In the nine months since it snapped up Lehman’s core operations at a bargain-basement price, Barclays Capital, already one of the biggest risk management and financing firms in Europe, has jumped from a minor player to a major firm in the capital markets business.
The transaction was a rare chance for Robert E. Diamond Jr., the American president of Barclays, to take on rivals like Morgan Stanley . It brought the British bank business it never had in equities, M.& A. and equity research, while shoring up its debt underwriting and trading business.
Since Barclays almost doubled its United States work force overnight by buying the remnants of Lehman, the British bank has jumped to second place in global debt underwriting. It is No. 4 in America, with nearly a tenth of the market, more than Goldman Sachs or Morgan Stanley. This year alone, Barclays advised on $90 billion of mergers and acquisitions on this side of the Atlantic, more than Citigroup and on par with Bank of America, although it still trails the most powerful players, JPMorgan and Goldman Sachs .
“We are one of the few Wall Street firms focused on building this year versus consolidating,” said Jerry del Missier, president of Barclays Capital, based in New York.
Deutsche Bank, the biggest German bank, has had expansion in the United States “in sight since we bought Bankers Trust in 1998,” said Seth Waugh, chief executive of Deutsche Bank Americas. “We expect to win market share” in mergers and acquisitions, capital markets, trading and wealth management, he said.
Recently, it has gained lucrative prime brokerage business from hedge funds. And it has made strides in mergers and acquisitions, moving to fifth place globally in the first five months of this year, although it is still in only 11th place in the United States, according to Thomson Reuters.
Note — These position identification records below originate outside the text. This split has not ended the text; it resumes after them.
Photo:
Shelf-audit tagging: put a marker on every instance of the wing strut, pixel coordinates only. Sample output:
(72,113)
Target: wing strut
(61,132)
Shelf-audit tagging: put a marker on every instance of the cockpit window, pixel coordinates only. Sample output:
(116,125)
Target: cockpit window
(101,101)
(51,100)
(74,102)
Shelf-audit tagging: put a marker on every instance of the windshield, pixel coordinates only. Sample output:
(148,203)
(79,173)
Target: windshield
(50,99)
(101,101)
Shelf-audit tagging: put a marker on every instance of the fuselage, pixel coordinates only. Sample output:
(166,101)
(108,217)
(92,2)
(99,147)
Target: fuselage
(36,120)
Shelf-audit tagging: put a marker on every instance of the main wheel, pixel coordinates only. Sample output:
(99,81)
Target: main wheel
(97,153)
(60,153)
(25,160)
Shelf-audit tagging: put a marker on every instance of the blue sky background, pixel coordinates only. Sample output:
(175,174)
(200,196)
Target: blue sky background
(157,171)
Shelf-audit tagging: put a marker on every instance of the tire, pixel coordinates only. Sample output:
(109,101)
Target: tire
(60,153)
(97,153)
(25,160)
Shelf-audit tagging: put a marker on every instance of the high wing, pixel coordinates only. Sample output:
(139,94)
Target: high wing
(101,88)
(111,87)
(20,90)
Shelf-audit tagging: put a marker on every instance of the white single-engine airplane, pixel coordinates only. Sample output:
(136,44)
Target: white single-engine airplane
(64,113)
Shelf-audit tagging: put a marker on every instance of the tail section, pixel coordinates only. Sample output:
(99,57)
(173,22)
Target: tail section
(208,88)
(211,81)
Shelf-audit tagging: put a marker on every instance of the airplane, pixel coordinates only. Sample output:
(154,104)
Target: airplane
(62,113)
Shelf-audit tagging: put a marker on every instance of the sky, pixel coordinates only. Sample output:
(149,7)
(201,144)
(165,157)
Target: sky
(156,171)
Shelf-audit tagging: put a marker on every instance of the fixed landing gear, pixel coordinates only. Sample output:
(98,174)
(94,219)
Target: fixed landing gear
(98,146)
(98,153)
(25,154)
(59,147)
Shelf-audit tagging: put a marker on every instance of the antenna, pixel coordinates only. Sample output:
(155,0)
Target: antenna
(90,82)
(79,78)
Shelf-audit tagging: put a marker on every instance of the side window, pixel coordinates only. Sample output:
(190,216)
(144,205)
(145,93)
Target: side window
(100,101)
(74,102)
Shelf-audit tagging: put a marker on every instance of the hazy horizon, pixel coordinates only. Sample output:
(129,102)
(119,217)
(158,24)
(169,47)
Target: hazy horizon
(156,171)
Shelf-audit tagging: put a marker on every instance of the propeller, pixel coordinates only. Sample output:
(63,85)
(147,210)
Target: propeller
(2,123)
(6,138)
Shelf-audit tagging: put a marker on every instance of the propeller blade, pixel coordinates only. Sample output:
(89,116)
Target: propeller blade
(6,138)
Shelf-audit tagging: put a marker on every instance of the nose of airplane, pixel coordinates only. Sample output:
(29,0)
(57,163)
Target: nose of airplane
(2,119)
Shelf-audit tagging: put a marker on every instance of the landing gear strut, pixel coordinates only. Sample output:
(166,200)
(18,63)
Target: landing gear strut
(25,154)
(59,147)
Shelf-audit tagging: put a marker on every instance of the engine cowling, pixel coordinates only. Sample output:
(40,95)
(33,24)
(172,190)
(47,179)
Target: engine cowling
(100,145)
The bank recently added 90 new senior employees to its United States staff of more than 12,000 to broaden operations.
Credit Suisse has also wrested prime brokerage business from rivals while stepping up its United States activity in investment-grade corporate debt, earning $20 billion in the first five months, compared with $29 billion for Goldman Sachs. The second-largest Swiss bank gained ground after cutting costs, curbing risky activities and selling billions of dollars in problem assets to cleanse its balance sheet.
Brady W. Dougan, the chief executive, said the bank’s decision to refuse Swiss government support had given it strategic flexibility compared with its American competitors, which might remain restrained in how they expand or spend their money overseas.
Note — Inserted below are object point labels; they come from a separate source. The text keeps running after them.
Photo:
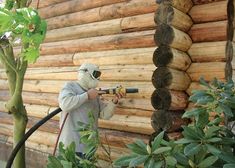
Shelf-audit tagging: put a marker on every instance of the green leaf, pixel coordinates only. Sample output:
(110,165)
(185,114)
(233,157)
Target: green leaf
(181,158)
(227,157)
(204,83)
(138,160)
(229,166)
(142,145)
(214,139)
(152,163)
(192,149)
(211,131)
(216,121)
(227,110)
(125,160)
(190,133)
(161,150)
(208,161)
(137,149)
(157,141)
(66,164)
(197,94)
(31,55)
(184,141)
(202,120)
(54,161)
(158,164)
(193,112)
(171,161)
(212,149)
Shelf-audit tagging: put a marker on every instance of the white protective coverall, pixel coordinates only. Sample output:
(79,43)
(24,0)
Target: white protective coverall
(73,99)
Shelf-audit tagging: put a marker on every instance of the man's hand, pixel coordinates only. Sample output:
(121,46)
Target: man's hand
(92,94)
(118,96)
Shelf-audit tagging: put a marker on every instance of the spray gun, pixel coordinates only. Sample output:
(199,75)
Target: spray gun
(118,89)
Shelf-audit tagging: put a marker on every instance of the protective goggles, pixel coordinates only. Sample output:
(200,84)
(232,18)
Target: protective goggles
(95,74)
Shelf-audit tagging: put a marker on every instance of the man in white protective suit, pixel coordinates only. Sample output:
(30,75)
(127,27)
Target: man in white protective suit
(78,98)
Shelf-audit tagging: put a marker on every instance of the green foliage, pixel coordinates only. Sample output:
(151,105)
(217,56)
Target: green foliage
(159,154)
(23,25)
(67,157)
(205,143)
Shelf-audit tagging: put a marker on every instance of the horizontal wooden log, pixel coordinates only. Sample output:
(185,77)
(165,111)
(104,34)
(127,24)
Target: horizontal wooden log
(109,73)
(115,26)
(208,51)
(44,3)
(203,32)
(182,5)
(170,78)
(167,120)
(38,111)
(85,30)
(215,11)
(119,57)
(198,2)
(51,99)
(145,89)
(167,14)
(113,11)
(172,58)
(53,61)
(194,86)
(39,137)
(163,98)
(73,6)
(128,123)
(168,35)
(208,70)
(51,126)
(120,41)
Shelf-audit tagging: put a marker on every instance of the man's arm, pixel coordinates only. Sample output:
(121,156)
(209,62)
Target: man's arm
(69,101)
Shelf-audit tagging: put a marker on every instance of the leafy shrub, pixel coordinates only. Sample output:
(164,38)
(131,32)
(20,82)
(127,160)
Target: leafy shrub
(205,142)
(67,157)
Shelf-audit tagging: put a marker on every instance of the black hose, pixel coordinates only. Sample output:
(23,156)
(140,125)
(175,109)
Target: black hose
(27,135)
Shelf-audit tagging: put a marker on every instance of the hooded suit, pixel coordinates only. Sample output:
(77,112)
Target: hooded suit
(73,99)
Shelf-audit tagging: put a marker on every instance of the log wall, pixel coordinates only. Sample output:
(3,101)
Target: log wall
(212,34)
(170,79)
(161,48)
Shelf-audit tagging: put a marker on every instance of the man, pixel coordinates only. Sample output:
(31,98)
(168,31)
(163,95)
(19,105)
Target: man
(78,99)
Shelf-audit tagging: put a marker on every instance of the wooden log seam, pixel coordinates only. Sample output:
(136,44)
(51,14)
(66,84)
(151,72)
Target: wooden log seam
(208,70)
(164,99)
(166,120)
(166,14)
(182,5)
(44,3)
(208,52)
(168,35)
(198,2)
(210,12)
(114,26)
(167,56)
(72,6)
(202,32)
(170,78)
(113,11)
(141,39)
Still, the bank has slipped in at least one field it used to dominate: high-yield capital markets, where it fell to seventh place in the first quarter behind JPMorgan and Bank of America, according to Thomson Reuters. But Mr. Dougan is continuing his push to bolster Credit Suisse’s overall business by aggressively hiring top talent from the investment and private banking divisions of Bank of America Merrill Lynch, Lehman, Citigroup and Goldman Sachs. The bank is also considering a “tactical acquisition” in private banking to siphon even more business from rivals, he added.
“Now we have an opportunity to increase, to really, really increase our position,” said Mr. Dougan.
Even the Japanese are muscling in on Wall Street’s turf. Nomura has added about 135 people in the United States since October, mainly in its equities division, augmenting its American work force by 10 percent and moving its global business head to New York, in a sign of the potential it sees.